Auf ihm bestehen, nicht ihm verfallen
Die katholische Kirche auf dem religiösen Markt
1. Nach dem Konzil
Das II. Vatikanum kann als das Jahrhundertprojekt beschrieben werden, die Verpflichtung aufdie Tradition und die Verpflichtung zur Traditionsbildung wieder in ein kreatives Verhältnis zu bringen. Das war notwendig geworden, weil sich die katholische Kirche ab der Mitte des 19. Jahrhunderts zunehmend der Verpflichtung entzogen hatte, den Glauben in die liberale Zivilisation der entwickelten Moderne zu inkulturieren, und sich stattdessen in einer intellektuellen und sozialen Institutionsfestung verbarrikadiert hatte. Man hatte zwei Schocks nicht wirklich verarbeitet: die Entmachtung der Kirche durch die moderne bürgerliche Gesellschaft und die Entdeckung der Geschichtlichkeit auch religiöser Institutionen und Positionen.
Genau diese zwei Verengungen hat das II. Vatikanum aufgebrochen: die Bindung an die Macht im Staate wie die Bindung an eine philosophische Position, die Geschichtlichkeit mit Relativismus und mangelnder religiöser Authentizität verband. Ersteres führte zu Durchbrüchen wie der Anerkennung von Religionsfreiheit, Menschenrechten und Ökumene als genuine Konsequenzen des Evangeliums selbst. Ohne diese Durchbrüche stünde die katholische Kirche zur Gänze dort, wo sie heute praktisch nur noch in der Genderfrage steht: im Schmollwinkel der Weltgeschichte.

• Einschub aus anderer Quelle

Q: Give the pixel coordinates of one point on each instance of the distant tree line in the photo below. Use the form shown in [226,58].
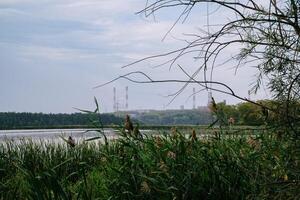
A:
[12,120]
[249,114]
[174,117]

Der andere Durchbruch, jener, der die Mauer des pianischen Dispositivs der Dauer durchbrach, startete mit Dei verbum und hat seinen Höhepunkt in Gaudium et spes und dessen grundlegendem Gedanken, dass das konkrete solidarische Handeln der Kirche in der Welt von heute der Ort ist, an dem sich die Präsenz des Evangeliums zeigen und bewähren muss und auch bewähren kann. Diese „pastorale“ oder, philosophisch gesprochen, „pragmatische Wende“ des II. Vatikanums ist sein „dogmatischer Fortschritt“ (Elmar Klinger): Darin ist es ein wirklicher Neuanfang der Kirche der Moderne.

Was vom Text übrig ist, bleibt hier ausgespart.